# Snapping turtle fishing



## xtommygunx (Jun 25, 2012)

Anyone do any snapping turtle fishing? If so what do you use for line and bait? What state and how's your season been so far? I use mason line baited with beef tongue in northwestern pa. Oh and recipes?


----------



## camo2460 (Feb 10, 2013)

I haven't done any turtle fishing for some time now, due to health, but I can tell you that I have caught and cleaned a lot of turtles. My favorite way to cook them is to par boil until tender then bread with Golden Dipped and deep fry. BTW that's a real nice catch.


----------



## OldCootHillbilly (Jul 9, 2010)

Ain't been out ina spell niether. Use bank line an old chicken parts. 

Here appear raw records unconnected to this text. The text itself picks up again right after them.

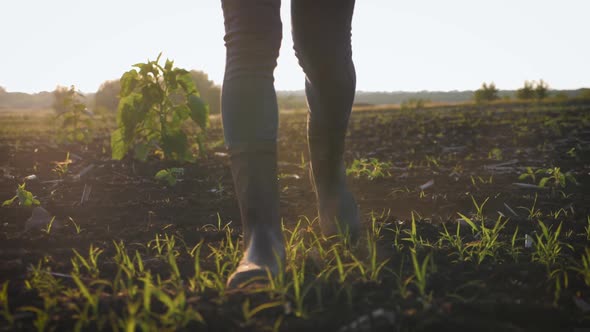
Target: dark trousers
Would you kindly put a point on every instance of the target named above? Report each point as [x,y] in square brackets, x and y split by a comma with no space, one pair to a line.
[321,33]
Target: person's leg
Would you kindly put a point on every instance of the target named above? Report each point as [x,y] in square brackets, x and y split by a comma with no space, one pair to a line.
[322,42]
[250,121]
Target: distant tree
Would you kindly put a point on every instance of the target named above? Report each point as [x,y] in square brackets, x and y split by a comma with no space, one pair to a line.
[541,90]
[527,91]
[209,91]
[62,98]
[107,96]
[486,93]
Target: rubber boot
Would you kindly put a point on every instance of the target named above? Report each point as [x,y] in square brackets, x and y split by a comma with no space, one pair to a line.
[338,211]
[256,186]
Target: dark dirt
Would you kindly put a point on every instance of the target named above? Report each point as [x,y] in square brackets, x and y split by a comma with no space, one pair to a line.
[460,150]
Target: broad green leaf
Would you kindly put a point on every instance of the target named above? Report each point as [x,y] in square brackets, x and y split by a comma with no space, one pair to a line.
[118,146]
[543,182]
[199,111]
[181,113]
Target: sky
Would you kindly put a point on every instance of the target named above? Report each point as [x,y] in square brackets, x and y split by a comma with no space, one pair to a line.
[397,45]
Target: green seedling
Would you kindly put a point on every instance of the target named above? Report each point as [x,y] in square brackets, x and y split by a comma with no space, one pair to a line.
[76,125]
[47,229]
[370,168]
[61,167]
[583,268]
[556,178]
[169,176]
[533,212]
[24,197]
[488,243]
[156,105]
[456,242]
[90,263]
[420,272]
[547,245]
[550,177]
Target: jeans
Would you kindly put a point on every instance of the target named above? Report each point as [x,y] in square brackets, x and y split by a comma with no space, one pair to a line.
[322,41]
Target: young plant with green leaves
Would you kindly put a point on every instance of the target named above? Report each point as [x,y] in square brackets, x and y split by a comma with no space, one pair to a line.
[76,121]
[160,112]
[370,168]
[23,197]
[548,246]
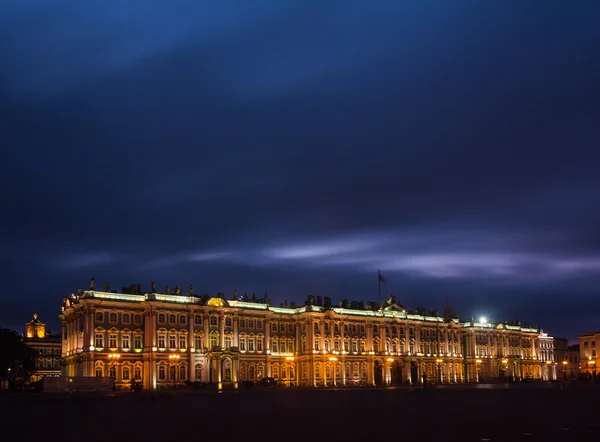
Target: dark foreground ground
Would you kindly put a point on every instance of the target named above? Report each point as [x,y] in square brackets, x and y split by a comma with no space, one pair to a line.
[519,414]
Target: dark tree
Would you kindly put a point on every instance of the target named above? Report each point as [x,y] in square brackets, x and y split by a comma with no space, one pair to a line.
[15,354]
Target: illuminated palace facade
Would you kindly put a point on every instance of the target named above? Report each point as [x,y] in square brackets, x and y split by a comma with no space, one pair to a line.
[163,339]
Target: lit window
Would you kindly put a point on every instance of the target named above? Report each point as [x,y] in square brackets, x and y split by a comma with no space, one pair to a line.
[99,342]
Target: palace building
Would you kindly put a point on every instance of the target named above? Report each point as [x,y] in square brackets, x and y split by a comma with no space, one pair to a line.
[47,346]
[162,339]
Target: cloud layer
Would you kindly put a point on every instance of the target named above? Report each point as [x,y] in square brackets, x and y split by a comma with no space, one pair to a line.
[297,147]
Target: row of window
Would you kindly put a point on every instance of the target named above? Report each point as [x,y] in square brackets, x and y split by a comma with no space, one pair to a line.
[48,363]
[113,317]
[119,372]
[113,341]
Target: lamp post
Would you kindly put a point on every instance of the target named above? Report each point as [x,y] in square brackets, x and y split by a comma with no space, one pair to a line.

Perty much cook em up like camo er in a good stew what just be what's on hand that'll go inta the pot.


----------



## hpb13 (Apr 17, 2013)

Just about anytime we go fishing in central fl we get alligator snappers don't even try.they hit anything.as for snappers not sure the difference tho .never had one.


----------



## outdoorsman123 (Aug 2, 2013)

Poor little turtles :'(


----------



## dutch9mm (Jul 29, 2013)

Soups on!!!!!!


----------



## jeff47041 (Jan 5, 2013)

Nice haul! I put a couple of lines out with one hook on each line. We caught 4 this year. Normally hit up quite a few ponds each year and get 8-10. Just no time this year.

I usually get a few from people who saw them crossing their yards after a storm. Got one that way this year.

I would NEVER waste a good cow tongue using it for bait. I usually use chicken livers or beef liver. Once, I caught some 3" blue gill and used them for bait. It worked, but easier to stick some nasty liver on the hook.


----------